But remember how I called him radical? Find the first part of this post HERE.

B
Ovid, Waterhouse’s most likely source material, tells. He tells who Orithyia’s related to, what her sons do; he tells of Boreas’ anger, he tells of Boreas’ actions—it is all telling, it is all what happens to her. Victorians did a lot of telling themselves; deciding the proper sphere of women, telling them the ideal they ought to live up to.
Waterhouse, however, does no telling at all. He eschews the plot that Ovid, and most other treaters of this tale, focus on. The story is cast aside for the moment Waterhouse depicts.

The girl is aligned with the nature around her. The colors of her clothes echo those around her, she like the nature around her is buffeted by the wind. The deep, soulful colors and textures connect her to her environment; the viewer’s eyes are drawn to her face, framed by her arm, by the billow of her mantle. Her face, her expression, and the daffodil in her ear.

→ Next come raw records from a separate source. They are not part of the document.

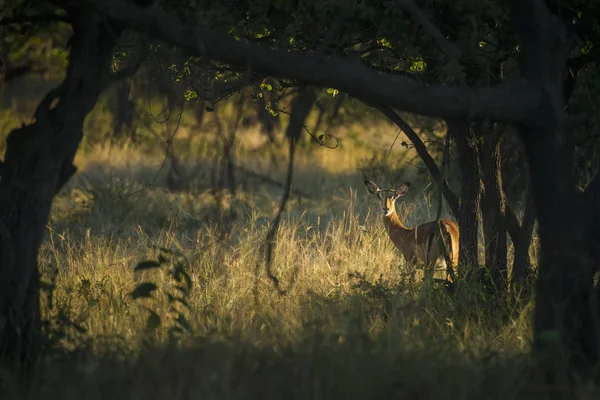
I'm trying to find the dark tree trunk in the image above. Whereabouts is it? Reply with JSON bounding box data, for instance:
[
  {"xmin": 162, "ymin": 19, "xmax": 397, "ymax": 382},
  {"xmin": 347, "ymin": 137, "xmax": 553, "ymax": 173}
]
[
  {"xmin": 511, "ymin": 189, "xmax": 535, "ymax": 294},
  {"xmin": 446, "ymin": 120, "xmax": 481, "ymax": 269},
  {"xmin": 522, "ymin": 121, "xmax": 598, "ymax": 382},
  {"xmin": 0, "ymin": 13, "xmax": 116, "ymax": 371},
  {"xmin": 480, "ymin": 126, "xmax": 508, "ymax": 292},
  {"xmin": 114, "ymin": 78, "xmax": 134, "ymax": 139},
  {"xmin": 509, "ymin": 0, "xmax": 598, "ymax": 382}
]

In such a dark, deep color palette, the yellow is surprising. Daffodils are spring, a season far removed from the setting of the painting. Spring is rebirth, and change, and generally, in the language of flowers, that is just what the daffodil symbolizes.

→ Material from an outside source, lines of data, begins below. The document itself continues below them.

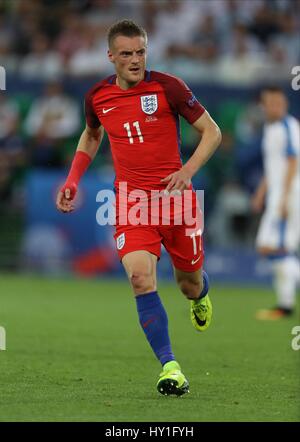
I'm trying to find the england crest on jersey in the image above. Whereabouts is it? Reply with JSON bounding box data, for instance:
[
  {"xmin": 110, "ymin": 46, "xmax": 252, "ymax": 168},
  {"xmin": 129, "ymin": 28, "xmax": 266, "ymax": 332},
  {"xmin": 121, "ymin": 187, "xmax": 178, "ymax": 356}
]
[
  {"xmin": 141, "ymin": 94, "xmax": 158, "ymax": 115},
  {"xmin": 117, "ymin": 233, "xmax": 125, "ymax": 250}
]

The Metamorphoses is all about rebirth. Characters meet life anew in changed forms, with their life situations changed drastically—and often tragically—along with it. As Peter Trippi puts it, in his book J. W. Waterhouse:
“it was Ovid’s Metamorphoses to which he [Waterhouse] returned in every phase of his career, celebrating physical transformations as emblems of the passage from suffering to acceptance, from death to eternal life”.
The point?
In his portrayal of this girl, Waterhouse accepts the unknown. He does not tell us what is happening to her, how she relates to other aspects of the story. He does not tell anything about her, as his time could be so wont to do. Instead, Waterhouse accepts the silence of the moment, focusing in on the girl’s mysterious expression, an expression showing deepness, deep as the colors she wears, as the circles throughout the painting. The daffodil he places behind her ear suggests her own possibilities for transformation, for metamorphosis, subtly transcending the views of his society and time to create a gorgeous exploration of the mystical feminine.